Wednesday, June 26th, marks the 25th death anniversary of famous Russian tenor and People's Artist of the USSR Sergei Lemeshev (1902-1977).
...On a December day of 1919, a 17-year-old village boy entered the 3rd International Workers' Club in Tver, north-west of Moscow. He had walked some 50 kilometres in severe frost to "try to become an artist" in the town.
Sergei came to love art when he was 12. It happened in St. Petersburg where he had been sent to master the profession of a boot-maker. Returning to the native village Lemeshev spent more time taking part in amateur theatricals than over boot-making activities. Nikolai Kvashnin, an ardent theatre-lover, who had accidentally come from Moscow managed to see the boy's talent. His wife started to give Lemeshev the first vocal lessons. Then Lemeshev studied in the Moscow Conservatory and later on made his way to the Bolshoi Theatre stage.

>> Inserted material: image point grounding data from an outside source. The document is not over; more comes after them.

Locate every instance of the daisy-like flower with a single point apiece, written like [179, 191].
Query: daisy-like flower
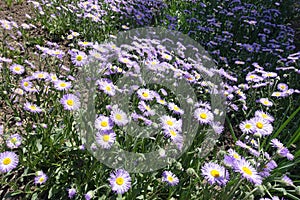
[53, 78]
[253, 78]
[203, 115]
[40, 177]
[14, 141]
[170, 178]
[26, 85]
[247, 171]
[40, 75]
[120, 181]
[277, 144]
[166, 56]
[287, 180]
[282, 86]
[170, 123]
[8, 161]
[278, 94]
[17, 69]
[32, 108]
[103, 123]
[215, 173]
[265, 102]
[269, 75]
[232, 157]
[145, 94]
[161, 101]
[70, 102]
[79, 58]
[89, 195]
[147, 111]
[119, 117]
[106, 139]
[107, 87]
[71, 192]
[247, 127]
[62, 85]
[261, 126]
[173, 107]
[173, 134]
[268, 168]
[264, 115]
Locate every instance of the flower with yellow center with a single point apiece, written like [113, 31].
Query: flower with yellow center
[215, 173]
[106, 137]
[70, 102]
[120, 180]
[6, 161]
[79, 58]
[104, 124]
[203, 115]
[247, 170]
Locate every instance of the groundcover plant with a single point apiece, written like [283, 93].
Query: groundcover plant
[149, 99]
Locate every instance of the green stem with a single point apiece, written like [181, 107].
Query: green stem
[231, 129]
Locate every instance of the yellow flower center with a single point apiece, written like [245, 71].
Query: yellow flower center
[236, 156]
[104, 124]
[63, 84]
[247, 170]
[170, 179]
[148, 108]
[264, 116]
[70, 102]
[203, 115]
[215, 173]
[170, 123]
[248, 126]
[119, 181]
[54, 78]
[162, 101]
[79, 58]
[13, 140]
[6, 161]
[108, 88]
[173, 133]
[259, 125]
[145, 94]
[32, 107]
[118, 116]
[106, 138]
[176, 108]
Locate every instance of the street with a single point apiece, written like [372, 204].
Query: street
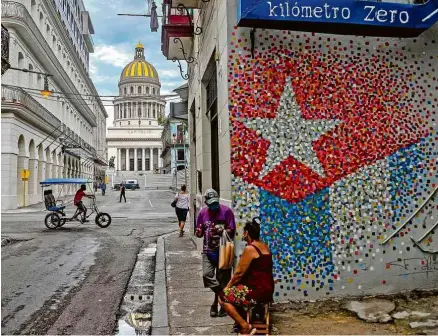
[72, 280]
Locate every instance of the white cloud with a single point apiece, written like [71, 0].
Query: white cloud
[112, 54]
[104, 79]
[168, 72]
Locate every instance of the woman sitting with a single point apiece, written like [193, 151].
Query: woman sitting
[252, 281]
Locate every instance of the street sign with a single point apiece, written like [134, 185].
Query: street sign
[25, 174]
[346, 17]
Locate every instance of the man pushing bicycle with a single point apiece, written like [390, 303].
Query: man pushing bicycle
[78, 202]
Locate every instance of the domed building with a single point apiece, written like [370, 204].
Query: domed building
[135, 138]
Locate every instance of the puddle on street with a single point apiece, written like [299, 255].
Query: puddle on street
[135, 324]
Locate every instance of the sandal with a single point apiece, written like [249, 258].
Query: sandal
[251, 330]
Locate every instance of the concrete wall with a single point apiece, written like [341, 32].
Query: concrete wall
[333, 144]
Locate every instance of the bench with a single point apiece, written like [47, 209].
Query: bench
[50, 202]
[258, 317]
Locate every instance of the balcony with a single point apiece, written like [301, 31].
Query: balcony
[5, 50]
[20, 102]
[188, 3]
[17, 17]
[177, 32]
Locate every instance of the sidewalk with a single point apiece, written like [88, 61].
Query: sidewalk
[188, 301]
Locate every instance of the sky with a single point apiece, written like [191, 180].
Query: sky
[115, 38]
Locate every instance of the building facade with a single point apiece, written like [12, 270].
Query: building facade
[330, 139]
[135, 138]
[62, 135]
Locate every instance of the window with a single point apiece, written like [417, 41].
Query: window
[31, 76]
[180, 155]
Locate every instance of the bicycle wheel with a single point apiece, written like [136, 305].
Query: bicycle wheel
[103, 220]
[52, 221]
[63, 221]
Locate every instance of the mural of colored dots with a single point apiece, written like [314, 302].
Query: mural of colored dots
[334, 145]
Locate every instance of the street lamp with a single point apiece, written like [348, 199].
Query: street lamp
[45, 92]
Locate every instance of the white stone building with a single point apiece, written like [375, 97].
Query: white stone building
[59, 136]
[135, 139]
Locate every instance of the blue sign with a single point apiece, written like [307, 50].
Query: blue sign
[347, 17]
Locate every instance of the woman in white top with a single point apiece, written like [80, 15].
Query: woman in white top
[182, 207]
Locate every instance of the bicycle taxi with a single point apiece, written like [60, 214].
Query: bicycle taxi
[57, 216]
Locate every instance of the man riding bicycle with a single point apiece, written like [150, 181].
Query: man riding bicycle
[78, 202]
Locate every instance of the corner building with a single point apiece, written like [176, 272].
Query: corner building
[62, 135]
[135, 138]
[330, 139]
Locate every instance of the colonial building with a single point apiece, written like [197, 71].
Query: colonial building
[320, 119]
[175, 140]
[62, 135]
[135, 138]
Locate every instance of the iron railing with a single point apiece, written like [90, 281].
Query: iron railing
[18, 97]
[5, 50]
[15, 10]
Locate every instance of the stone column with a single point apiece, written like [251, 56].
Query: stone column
[135, 160]
[160, 160]
[119, 159]
[127, 159]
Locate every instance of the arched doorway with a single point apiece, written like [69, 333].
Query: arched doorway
[41, 168]
[33, 168]
[21, 164]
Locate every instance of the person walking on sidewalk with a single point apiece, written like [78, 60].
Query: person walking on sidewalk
[210, 224]
[103, 187]
[122, 192]
[182, 207]
[253, 280]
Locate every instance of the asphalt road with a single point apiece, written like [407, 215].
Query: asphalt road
[72, 280]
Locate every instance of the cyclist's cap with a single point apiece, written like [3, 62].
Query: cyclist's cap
[211, 196]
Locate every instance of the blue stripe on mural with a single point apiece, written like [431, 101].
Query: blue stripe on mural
[299, 238]
[408, 180]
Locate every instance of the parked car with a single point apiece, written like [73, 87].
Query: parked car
[131, 184]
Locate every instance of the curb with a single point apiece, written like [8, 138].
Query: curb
[160, 319]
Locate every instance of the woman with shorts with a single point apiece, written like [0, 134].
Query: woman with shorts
[182, 207]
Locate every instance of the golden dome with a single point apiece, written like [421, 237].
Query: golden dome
[139, 67]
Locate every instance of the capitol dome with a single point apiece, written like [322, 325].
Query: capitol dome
[139, 68]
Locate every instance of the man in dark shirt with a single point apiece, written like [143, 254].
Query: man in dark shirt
[122, 192]
[210, 224]
[78, 202]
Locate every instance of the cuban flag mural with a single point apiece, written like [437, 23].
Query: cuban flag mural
[334, 145]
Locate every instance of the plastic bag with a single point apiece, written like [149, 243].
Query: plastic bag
[226, 252]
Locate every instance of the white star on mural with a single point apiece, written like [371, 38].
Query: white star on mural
[290, 134]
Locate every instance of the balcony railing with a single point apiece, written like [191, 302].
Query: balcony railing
[20, 98]
[17, 11]
[176, 16]
[5, 50]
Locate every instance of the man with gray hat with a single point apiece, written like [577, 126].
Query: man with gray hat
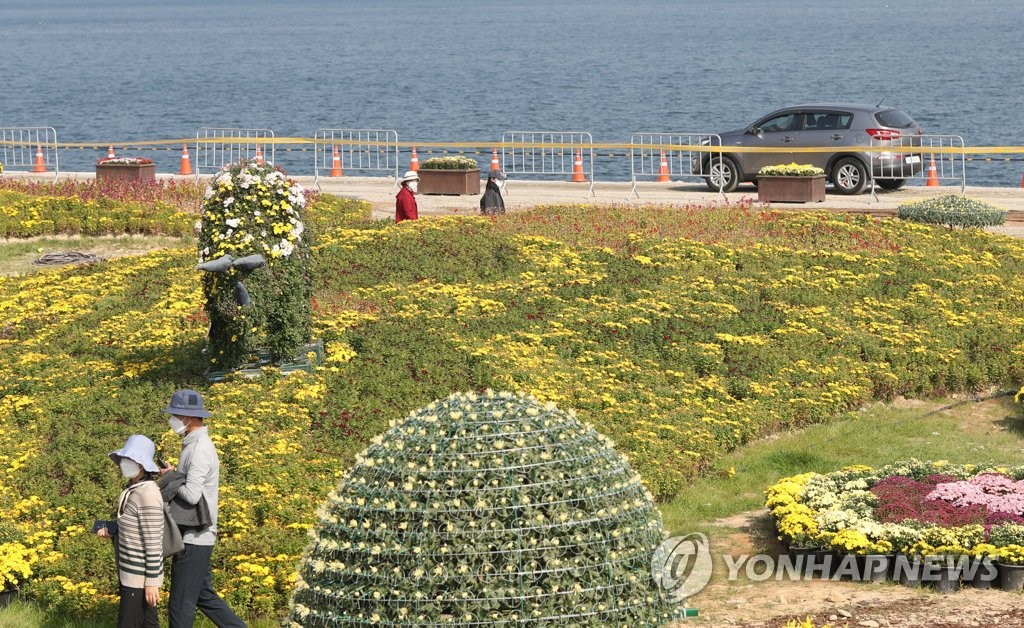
[404, 205]
[192, 579]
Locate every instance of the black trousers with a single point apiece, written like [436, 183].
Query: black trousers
[134, 613]
[192, 588]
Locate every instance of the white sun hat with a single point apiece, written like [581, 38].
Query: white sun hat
[139, 449]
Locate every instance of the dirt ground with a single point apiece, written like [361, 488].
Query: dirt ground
[772, 603]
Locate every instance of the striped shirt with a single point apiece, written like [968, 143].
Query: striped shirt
[140, 536]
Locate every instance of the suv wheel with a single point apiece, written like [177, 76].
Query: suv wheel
[724, 171]
[849, 176]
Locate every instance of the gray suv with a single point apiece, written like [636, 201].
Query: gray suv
[832, 125]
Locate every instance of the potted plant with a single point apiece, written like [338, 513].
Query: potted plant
[454, 175]
[1009, 555]
[114, 168]
[791, 183]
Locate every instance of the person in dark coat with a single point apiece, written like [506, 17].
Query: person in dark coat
[404, 205]
[492, 202]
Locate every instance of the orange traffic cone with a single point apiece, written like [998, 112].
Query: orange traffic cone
[185, 162]
[663, 175]
[40, 165]
[336, 164]
[933, 176]
[578, 175]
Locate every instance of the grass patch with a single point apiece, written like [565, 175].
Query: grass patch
[16, 255]
[960, 431]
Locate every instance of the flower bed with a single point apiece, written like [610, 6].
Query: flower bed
[678, 332]
[943, 513]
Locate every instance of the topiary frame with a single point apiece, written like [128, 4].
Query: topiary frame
[253, 208]
[483, 509]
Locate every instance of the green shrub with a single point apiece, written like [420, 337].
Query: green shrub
[952, 210]
[28, 216]
[484, 509]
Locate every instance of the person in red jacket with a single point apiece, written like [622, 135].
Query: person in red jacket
[404, 206]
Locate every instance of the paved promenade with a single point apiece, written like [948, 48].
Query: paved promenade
[523, 195]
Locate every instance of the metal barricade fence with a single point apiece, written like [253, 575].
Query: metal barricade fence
[364, 150]
[215, 148]
[549, 154]
[911, 158]
[686, 156]
[29, 149]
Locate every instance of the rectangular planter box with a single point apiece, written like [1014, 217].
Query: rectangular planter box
[792, 189]
[450, 181]
[126, 171]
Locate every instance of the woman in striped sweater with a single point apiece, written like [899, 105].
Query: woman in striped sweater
[138, 539]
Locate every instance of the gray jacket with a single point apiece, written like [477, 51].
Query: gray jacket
[202, 468]
[184, 514]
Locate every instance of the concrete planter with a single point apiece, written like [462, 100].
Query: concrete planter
[450, 181]
[792, 189]
[126, 171]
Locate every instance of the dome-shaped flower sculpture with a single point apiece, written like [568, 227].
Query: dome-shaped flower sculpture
[256, 258]
[484, 509]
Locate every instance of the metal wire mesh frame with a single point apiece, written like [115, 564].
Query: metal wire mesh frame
[547, 153]
[584, 538]
[18, 147]
[366, 150]
[686, 155]
[950, 164]
[216, 148]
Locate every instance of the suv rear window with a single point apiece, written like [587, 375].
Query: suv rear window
[894, 118]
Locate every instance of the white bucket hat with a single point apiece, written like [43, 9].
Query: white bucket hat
[139, 449]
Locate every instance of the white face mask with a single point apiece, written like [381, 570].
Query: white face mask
[177, 425]
[129, 468]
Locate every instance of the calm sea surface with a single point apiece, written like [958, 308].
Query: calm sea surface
[457, 70]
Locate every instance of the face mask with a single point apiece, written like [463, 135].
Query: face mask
[129, 468]
[177, 425]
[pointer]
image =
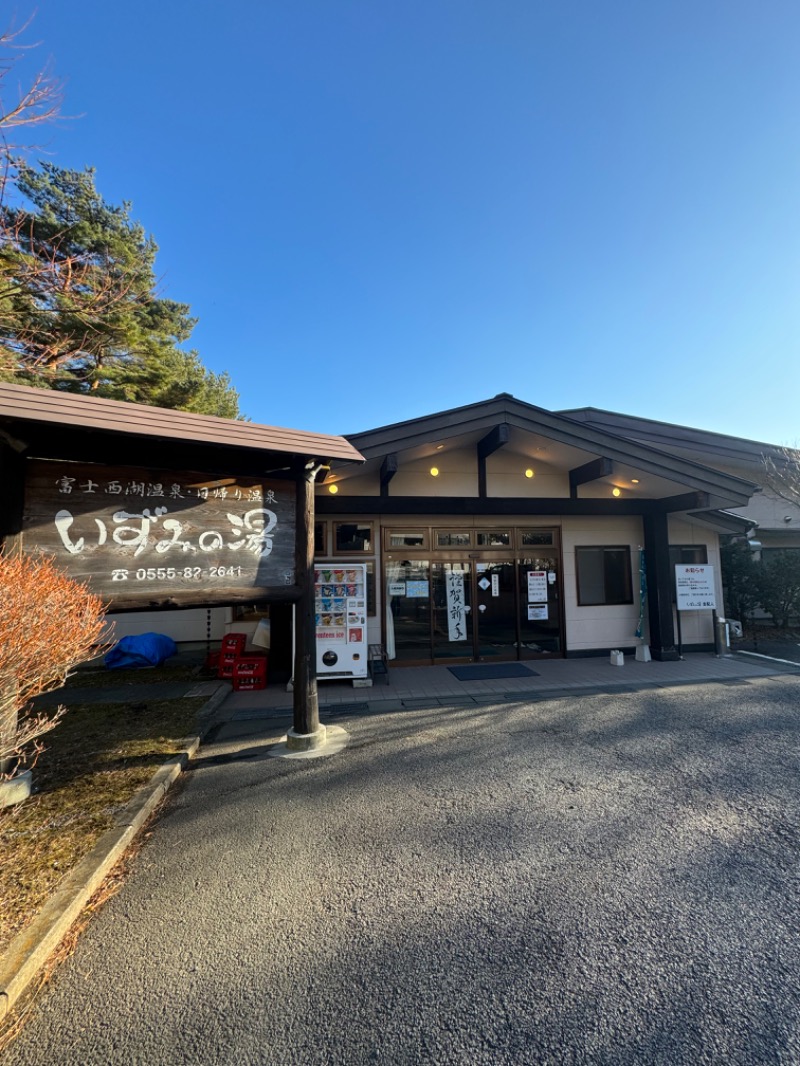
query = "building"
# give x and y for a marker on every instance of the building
(504, 531)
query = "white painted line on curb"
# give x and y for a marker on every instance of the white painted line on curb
(772, 659)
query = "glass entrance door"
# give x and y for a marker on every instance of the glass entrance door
(495, 614)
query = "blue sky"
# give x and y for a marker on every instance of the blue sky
(383, 209)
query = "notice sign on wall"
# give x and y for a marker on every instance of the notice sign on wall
(694, 587)
(142, 536)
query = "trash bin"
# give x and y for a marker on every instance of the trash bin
(721, 638)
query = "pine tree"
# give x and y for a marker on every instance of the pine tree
(79, 309)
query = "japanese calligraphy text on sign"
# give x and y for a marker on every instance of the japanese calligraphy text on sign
(133, 533)
(694, 587)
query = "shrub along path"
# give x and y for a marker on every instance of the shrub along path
(120, 728)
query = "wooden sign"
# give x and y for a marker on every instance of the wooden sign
(162, 537)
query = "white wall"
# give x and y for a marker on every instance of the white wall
(601, 627)
(187, 625)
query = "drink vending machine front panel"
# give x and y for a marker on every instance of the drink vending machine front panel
(340, 609)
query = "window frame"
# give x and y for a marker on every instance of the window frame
(336, 551)
(398, 531)
(628, 592)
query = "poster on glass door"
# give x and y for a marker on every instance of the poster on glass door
(456, 604)
(537, 586)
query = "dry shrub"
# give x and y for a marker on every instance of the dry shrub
(49, 623)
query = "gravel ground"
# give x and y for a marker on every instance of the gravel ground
(597, 879)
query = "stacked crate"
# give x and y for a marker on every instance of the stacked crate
(246, 671)
(233, 648)
(250, 672)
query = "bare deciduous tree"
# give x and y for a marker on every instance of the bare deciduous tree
(49, 624)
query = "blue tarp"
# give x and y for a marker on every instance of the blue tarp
(146, 649)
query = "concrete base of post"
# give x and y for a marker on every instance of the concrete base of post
(16, 789)
(305, 742)
(297, 745)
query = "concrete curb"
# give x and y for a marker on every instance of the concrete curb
(33, 946)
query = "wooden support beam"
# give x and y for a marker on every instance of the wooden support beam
(413, 505)
(493, 440)
(12, 486)
(388, 469)
(590, 471)
(659, 587)
(305, 694)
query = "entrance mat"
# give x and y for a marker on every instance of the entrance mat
(488, 672)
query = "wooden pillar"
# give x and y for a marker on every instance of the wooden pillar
(305, 696)
(659, 586)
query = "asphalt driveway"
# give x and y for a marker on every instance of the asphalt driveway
(594, 879)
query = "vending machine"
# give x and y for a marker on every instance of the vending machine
(340, 609)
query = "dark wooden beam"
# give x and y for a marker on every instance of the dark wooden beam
(686, 501)
(493, 440)
(590, 471)
(12, 488)
(659, 586)
(288, 594)
(388, 469)
(305, 694)
(413, 505)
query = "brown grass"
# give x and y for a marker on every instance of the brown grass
(95, 760)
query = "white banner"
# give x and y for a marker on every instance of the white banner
(456, 612)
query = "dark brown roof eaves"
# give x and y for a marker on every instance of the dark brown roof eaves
(20, 402)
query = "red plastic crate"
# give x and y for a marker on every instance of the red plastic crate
(250, 672)
(227, 662)
(249, 683)
(250, 665)
(235, 643)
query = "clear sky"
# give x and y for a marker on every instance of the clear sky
(381, 209)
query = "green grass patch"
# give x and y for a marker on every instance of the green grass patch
(94, 762)
(96, 677)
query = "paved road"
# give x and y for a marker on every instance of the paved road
(597, 879)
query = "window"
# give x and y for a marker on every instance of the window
(352, 537)
(453, 538)
(536, 537)
(604, 576)
(494, 538)
(406, 538)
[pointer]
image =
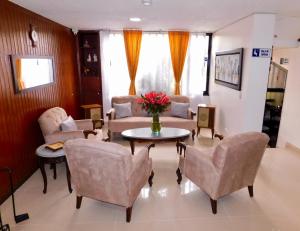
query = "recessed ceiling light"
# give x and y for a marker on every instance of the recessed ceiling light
(147, 2)
(135, 19)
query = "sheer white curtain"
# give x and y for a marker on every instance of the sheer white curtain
(193, 80)
(155, 66)
(114, 70)
(155, 71)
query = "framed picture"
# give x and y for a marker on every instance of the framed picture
(228, 68)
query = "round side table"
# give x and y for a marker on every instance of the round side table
(46, 156)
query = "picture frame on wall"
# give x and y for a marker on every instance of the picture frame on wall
(228, 68)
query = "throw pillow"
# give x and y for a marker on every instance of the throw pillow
(122, 110)
(68, 124)
(179, 109)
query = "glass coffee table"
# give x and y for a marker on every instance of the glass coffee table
(145, 134)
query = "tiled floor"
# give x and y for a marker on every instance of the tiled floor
(167, 206)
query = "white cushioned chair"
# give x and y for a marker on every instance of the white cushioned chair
(107, 171)
(228, 167)
(51, 120)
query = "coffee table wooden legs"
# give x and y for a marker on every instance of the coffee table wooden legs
(53, 161)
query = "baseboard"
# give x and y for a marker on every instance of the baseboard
(292, 147)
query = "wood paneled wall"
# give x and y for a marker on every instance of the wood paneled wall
(20, 134)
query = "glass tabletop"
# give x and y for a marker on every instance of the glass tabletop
(146, 133)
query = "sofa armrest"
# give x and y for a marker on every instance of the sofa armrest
(191, 114)
(85, 124)
(63, 136)
(111, 114)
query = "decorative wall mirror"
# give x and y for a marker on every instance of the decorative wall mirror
(32, 71)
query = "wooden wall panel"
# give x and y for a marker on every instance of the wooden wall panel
(19, 131)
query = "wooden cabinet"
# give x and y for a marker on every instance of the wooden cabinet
(206, 118)
(90, 68)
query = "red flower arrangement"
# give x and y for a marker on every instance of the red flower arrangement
(154, 102)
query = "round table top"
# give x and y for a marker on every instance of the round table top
(146, 133)
(42, 151)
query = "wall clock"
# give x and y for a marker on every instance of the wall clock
(33, 36)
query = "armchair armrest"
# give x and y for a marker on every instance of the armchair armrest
(63, 136)
(191, 114)
(111, 114)
(85, 124)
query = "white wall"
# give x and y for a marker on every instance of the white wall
(290, 116)
(240, 111)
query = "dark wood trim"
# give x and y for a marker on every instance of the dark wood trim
(213, 204)
(78, 202)
(209, 52)
(128, 214)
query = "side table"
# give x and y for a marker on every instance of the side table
(46, 156)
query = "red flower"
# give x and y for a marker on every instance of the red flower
(154, 102)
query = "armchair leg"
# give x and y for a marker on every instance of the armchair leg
(193, 134)
(213, 205)
(179, 176)
(151, 178)
(250, 189)
(128, 214)
(78, 202)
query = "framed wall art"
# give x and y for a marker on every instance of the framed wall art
(228, 68)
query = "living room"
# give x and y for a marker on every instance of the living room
(39, 29)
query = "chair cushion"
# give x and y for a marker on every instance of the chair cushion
(179, 109)
(68, 124)
(122, 110)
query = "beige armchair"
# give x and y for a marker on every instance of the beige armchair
(108, 172)
(51, 120)
(228, 167)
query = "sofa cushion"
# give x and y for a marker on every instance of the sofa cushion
(179, 109)
(68, 124)
(122, 110)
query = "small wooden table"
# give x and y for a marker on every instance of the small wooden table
(46, 156)
(145, 134)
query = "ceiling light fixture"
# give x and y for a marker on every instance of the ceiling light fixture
(147, 2)
(135, 19)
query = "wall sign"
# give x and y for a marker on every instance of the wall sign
(261, 52)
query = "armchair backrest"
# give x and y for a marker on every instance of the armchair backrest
(99, 170)
(51, 119)
(237, 159)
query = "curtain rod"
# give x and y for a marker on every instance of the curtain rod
(152, 31)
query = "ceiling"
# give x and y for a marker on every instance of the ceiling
(193, 15)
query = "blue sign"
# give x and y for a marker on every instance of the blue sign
(261, 52)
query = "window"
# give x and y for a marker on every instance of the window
(155, 70)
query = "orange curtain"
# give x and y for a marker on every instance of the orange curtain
(19, 78)
(132, 40)
(178, 46)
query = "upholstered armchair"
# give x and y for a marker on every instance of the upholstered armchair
(228, 167)
(108, 172)
(50, 123)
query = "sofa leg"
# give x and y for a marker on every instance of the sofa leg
(179, 176)
(213, 206)
(151, 178)
(250, 189)
(78, 202)
(128, 214)
(193, 134)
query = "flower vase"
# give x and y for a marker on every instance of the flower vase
(155, 126)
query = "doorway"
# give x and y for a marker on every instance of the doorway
(274, 102)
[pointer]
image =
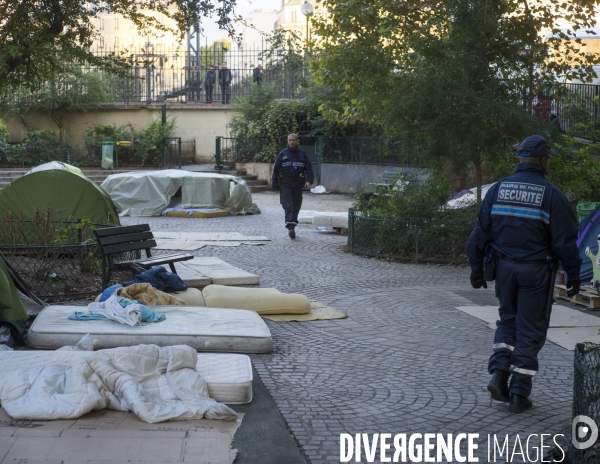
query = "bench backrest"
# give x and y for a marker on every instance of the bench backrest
(122, 239)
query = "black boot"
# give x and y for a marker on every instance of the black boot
(519, 404)
(498, 386)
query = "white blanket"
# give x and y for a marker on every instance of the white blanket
(157, 384)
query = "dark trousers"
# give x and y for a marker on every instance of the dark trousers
(522, 290)
(291, 200)
(225, 94)
(209, 92)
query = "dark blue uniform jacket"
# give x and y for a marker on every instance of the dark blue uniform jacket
(292, 168)
(526, 218)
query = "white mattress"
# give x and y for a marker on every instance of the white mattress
(205, 329)
(228, 376)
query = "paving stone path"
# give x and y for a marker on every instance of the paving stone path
(404, 361)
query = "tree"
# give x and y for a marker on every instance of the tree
(37, 36)
(452, 75)
(72, 91)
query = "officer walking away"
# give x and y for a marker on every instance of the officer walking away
(292, 172)
(225, 83)
(526, 223)
(209, 83)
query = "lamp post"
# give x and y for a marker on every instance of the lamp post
(307, 10)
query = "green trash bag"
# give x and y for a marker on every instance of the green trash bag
(585, 207)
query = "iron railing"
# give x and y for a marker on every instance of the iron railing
(173, 75)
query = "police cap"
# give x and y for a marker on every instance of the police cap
(535, 146)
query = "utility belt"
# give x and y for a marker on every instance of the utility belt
(492, 257)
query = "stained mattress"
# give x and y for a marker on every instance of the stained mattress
(205, 329)
(228, 376)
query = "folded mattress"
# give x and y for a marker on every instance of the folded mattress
(228, 376)
(205, 329)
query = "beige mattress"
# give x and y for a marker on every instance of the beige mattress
(262, 300)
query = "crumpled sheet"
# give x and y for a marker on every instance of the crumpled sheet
(148, 295)
(120, 310)
(156, 383)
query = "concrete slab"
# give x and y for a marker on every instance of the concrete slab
(331, 219)
(561, 316)
(306, 216)
(218, 271)
(568, 337)
(567, 326)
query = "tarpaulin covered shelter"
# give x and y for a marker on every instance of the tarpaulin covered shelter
(149, 193)
(68, 193)
(588, 237)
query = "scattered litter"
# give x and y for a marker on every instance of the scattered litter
(318, 189)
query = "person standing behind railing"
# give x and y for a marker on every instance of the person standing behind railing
(209, 84)
(225, 83)
(257, 74)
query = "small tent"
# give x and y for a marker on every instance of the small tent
(65, 191)
(588, 237)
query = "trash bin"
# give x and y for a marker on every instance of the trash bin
(108, 155)
(585, 207)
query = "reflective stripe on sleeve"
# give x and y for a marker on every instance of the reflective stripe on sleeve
(498, 346)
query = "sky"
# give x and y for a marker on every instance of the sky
(244, 7)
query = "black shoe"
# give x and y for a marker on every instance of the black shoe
(498, 386)
(519, 404)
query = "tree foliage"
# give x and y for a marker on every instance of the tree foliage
(452, 76)
(73, 91)
(36, 36)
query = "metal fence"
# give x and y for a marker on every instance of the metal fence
(59, 260)
(586, 402)
(158, 74)
(440, 239)
(572, 107)
(320, 149)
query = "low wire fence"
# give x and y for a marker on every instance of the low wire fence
(58, 260)
(440, 239)
(586, 402)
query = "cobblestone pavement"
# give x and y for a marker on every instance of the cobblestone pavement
(404, 361)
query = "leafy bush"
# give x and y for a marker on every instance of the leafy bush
(146, 148)
(575, 172)
(406, 222)
(38, 147)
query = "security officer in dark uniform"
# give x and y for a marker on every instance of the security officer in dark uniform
(526, 222)
(291, 173)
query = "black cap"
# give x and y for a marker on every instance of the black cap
(535, 146)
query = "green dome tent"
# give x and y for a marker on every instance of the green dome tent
(66, 192)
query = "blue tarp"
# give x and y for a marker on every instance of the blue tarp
(588, 236)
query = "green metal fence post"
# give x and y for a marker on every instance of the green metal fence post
(319, 157)
(179, 148)
(218, 153)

Lemeshev started to sing on the "first stage of the Soviet Union" in 1931. The tenor sang the party of Lensky in one of Russia's best operas, Yevgeny Onegin by Tchaikovsky, over 500 times in his artistic life. The audience would always cry during the scene of the duel and death of the character. It was this very role with which Lemeshev finished his career at the Bolshoi Theatre.
Sergei Lemeshev became a legendary singer of the past century and an excellent Russian tenor. The artist had a magic tone colour, voice, beauty, an irresistible magnetism and courage: for 6 years he sang only with one lung because of a disease.